Pivotal Test For The Energy Complex In The Back Half Of The Week
Buy the dip was the theme of Tuesday’s session as nickel losses for refined products in the morning were wiped out in the afternoon. So far today we’re seeing a similar pattern, with 4 cent losses overnight being cut nearly in half this morning. This back and forth action after prices hit fresh 7 year highs Monday sets up a pivotal test for the energy complex in the back half of the week. Reports that the Chinese government was planning to intervene to halt the surge in electricity prices had coal prices dropping sharply, and was getting credit for sell-off overnight.
If the bulls can continue surviving these selloff attempts, the charts continue to favor higher prices, and a run towards $90 for crude seems like the path of least resistance. If they can’t regain the upward momentum this week however, expect to see products drop by about a dime in short order and make a more serious test of the upward sloping trend lines.
The API was said to show decreases of 3 million barrels for both gasoline and diesel last week, while crude stocks increased more than 3 million barrels. Based on the market reaction, that report didn’t mean much as refined products are leading the slide lower, further compressing crack spreads that have come under pressure this week, after a strong rally earlier in October. A Reuters article this morning highlighted how stronger crack spreads are encouraging refiners globally to increase run rates, which are expected to continue increasing through the winter.
The DOE’s weekly status report is due out at its normal time this morning. A few things to watch for in today’s report: US Crude production may have climbed back to Pre-Ida levels last week, even though roughly 250mb/day of production capacity in the Gulf of Mexico remains offline, showing the ramp up in onshore output the past two months. Also watch refinery runs to see how facilities are recovering from a rash of unplanned maintenance events over the past month that have contributed to tighter than normal supplies in many markets. Last, look at the swings between PADD 3 and PADD 1 refined product inventories to see the impact of the Plantation pipeline shutdown. The backwardation in NY Harbor spot prices through the end of Thanksgiving has shrunk by nearly a nickel this week suggesting the squeeze is behind us.

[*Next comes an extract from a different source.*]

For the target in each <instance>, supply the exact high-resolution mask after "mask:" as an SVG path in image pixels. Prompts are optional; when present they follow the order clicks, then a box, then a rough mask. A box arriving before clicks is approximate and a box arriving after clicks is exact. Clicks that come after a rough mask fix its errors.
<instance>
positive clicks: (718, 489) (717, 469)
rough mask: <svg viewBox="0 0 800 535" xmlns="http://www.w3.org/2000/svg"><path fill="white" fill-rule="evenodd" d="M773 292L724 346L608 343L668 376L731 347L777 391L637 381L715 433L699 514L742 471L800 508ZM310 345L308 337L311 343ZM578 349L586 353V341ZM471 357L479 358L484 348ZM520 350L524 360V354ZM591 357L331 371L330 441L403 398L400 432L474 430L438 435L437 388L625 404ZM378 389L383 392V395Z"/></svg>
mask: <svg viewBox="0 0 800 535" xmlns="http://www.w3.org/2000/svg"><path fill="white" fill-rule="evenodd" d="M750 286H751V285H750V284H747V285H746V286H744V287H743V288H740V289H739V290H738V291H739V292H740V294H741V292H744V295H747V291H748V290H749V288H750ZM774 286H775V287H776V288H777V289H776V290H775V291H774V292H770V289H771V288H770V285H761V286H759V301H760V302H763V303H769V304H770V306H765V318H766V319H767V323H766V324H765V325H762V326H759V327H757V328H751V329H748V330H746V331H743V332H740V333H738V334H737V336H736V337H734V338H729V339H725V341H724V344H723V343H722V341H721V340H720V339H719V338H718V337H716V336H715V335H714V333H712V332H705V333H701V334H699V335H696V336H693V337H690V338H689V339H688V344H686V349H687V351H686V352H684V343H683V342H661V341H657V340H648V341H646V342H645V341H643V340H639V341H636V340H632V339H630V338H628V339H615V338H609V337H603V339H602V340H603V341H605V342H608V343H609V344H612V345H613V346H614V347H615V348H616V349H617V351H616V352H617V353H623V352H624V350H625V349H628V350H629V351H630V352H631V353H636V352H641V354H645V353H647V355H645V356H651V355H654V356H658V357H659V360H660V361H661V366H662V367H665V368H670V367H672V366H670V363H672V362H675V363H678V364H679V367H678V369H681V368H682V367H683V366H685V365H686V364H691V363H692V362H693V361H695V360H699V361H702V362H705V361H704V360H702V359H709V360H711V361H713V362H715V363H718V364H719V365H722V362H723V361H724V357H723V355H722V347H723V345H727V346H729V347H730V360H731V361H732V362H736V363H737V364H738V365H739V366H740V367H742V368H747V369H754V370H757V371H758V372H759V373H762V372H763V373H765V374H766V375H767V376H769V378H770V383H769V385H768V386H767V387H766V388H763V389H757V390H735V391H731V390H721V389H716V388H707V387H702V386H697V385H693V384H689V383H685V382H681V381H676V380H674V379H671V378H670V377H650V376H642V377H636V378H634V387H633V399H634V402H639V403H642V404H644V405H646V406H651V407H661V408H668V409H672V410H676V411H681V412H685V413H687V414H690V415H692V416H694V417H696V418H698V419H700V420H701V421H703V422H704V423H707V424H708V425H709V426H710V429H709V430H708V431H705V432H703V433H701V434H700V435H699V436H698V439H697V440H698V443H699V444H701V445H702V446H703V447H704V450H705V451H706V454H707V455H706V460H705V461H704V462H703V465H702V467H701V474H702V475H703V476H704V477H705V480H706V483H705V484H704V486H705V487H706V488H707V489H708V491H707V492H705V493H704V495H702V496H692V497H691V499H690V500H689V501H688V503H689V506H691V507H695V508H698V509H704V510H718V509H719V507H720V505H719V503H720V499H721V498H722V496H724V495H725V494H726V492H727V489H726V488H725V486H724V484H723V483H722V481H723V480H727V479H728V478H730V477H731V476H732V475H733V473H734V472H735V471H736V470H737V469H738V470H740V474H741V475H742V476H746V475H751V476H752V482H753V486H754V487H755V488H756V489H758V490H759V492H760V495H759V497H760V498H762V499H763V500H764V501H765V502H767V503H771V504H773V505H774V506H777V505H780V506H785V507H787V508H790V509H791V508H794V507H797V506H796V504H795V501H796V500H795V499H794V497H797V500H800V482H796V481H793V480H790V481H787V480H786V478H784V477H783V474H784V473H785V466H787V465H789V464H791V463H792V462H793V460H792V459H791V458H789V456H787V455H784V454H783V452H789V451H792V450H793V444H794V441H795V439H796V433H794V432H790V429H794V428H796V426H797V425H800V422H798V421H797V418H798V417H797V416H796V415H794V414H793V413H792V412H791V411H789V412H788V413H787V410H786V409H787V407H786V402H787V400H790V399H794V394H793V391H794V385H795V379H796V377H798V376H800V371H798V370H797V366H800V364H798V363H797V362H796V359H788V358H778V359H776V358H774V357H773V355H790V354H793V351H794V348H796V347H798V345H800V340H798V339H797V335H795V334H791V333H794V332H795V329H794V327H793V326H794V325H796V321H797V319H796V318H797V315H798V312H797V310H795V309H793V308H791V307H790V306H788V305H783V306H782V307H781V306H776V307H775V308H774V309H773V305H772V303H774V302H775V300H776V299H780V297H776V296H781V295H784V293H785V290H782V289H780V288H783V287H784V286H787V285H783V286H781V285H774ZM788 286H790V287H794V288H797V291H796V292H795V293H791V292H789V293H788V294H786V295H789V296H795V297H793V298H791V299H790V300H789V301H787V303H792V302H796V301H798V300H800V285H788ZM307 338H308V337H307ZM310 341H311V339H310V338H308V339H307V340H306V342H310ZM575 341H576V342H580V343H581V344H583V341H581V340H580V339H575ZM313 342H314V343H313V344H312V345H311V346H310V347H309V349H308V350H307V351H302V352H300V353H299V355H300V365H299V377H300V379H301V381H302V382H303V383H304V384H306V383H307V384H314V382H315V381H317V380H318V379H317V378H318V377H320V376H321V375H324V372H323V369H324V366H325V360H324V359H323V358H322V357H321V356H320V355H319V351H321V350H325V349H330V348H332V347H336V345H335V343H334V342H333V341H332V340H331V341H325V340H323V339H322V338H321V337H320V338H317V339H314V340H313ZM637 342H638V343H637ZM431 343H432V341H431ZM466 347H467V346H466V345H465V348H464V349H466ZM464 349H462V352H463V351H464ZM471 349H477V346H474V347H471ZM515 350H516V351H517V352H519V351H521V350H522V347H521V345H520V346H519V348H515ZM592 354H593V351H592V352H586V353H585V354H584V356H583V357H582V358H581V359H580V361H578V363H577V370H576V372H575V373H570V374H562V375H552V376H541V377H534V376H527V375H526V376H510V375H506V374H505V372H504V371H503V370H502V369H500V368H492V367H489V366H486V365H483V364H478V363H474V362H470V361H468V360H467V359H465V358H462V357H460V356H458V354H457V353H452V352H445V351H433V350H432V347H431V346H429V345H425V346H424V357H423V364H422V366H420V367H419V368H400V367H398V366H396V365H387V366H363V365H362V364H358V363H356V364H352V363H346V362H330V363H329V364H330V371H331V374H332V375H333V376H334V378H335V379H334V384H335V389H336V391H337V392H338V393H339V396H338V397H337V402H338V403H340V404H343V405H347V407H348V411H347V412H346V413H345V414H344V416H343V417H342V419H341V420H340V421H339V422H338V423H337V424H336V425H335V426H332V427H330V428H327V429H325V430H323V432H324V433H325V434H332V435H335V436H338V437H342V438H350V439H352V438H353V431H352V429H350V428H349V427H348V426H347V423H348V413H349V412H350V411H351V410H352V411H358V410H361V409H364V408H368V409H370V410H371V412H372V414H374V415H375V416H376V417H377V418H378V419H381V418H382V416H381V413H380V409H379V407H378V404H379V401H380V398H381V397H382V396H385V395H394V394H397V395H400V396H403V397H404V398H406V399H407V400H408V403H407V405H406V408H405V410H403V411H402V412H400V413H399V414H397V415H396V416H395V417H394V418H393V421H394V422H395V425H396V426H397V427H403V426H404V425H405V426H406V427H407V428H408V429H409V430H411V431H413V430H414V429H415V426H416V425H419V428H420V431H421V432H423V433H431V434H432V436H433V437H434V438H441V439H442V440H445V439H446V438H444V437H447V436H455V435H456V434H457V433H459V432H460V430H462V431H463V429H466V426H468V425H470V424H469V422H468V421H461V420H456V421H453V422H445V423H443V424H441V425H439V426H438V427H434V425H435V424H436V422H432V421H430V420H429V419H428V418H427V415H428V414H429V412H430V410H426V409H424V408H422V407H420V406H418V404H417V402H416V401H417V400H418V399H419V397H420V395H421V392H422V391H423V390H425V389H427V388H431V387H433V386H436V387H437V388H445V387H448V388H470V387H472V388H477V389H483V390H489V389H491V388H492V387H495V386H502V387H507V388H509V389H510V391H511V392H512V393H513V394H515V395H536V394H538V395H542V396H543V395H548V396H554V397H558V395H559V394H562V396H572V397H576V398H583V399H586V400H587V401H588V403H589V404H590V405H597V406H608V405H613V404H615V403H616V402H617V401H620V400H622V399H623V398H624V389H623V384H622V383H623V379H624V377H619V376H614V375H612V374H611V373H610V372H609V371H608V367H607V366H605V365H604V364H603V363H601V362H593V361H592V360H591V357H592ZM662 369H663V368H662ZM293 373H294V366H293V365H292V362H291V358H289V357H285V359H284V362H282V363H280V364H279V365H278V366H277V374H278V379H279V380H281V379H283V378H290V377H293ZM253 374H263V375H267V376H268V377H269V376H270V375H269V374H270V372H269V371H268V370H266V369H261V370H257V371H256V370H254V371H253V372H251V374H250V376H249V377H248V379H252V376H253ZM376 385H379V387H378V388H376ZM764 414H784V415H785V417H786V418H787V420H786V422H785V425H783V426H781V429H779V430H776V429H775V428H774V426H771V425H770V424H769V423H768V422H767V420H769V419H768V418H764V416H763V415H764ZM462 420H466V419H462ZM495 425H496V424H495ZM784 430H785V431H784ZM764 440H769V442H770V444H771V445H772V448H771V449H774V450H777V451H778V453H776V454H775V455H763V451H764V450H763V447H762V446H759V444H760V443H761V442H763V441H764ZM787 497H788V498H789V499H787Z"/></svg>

While refined product prices have stalled out this week, ethanol prices continue to surge, with spot prices on the East and West coasts both rallying north of $3/gallon this week. That strength in ethanol seems to be contributing to strength in the RIN markets, which are at their highest levels since Labor day.
Surging natural gas & coal prices have been front page news over the past month, and have contributed heavily to the rally in oil and refined products. An EIA note this morning highlighted the expected growth in natural gas demand from non-OECD countries in Asia (primarily China and India) and how US exports are set to double in the next decade to help meet that demand.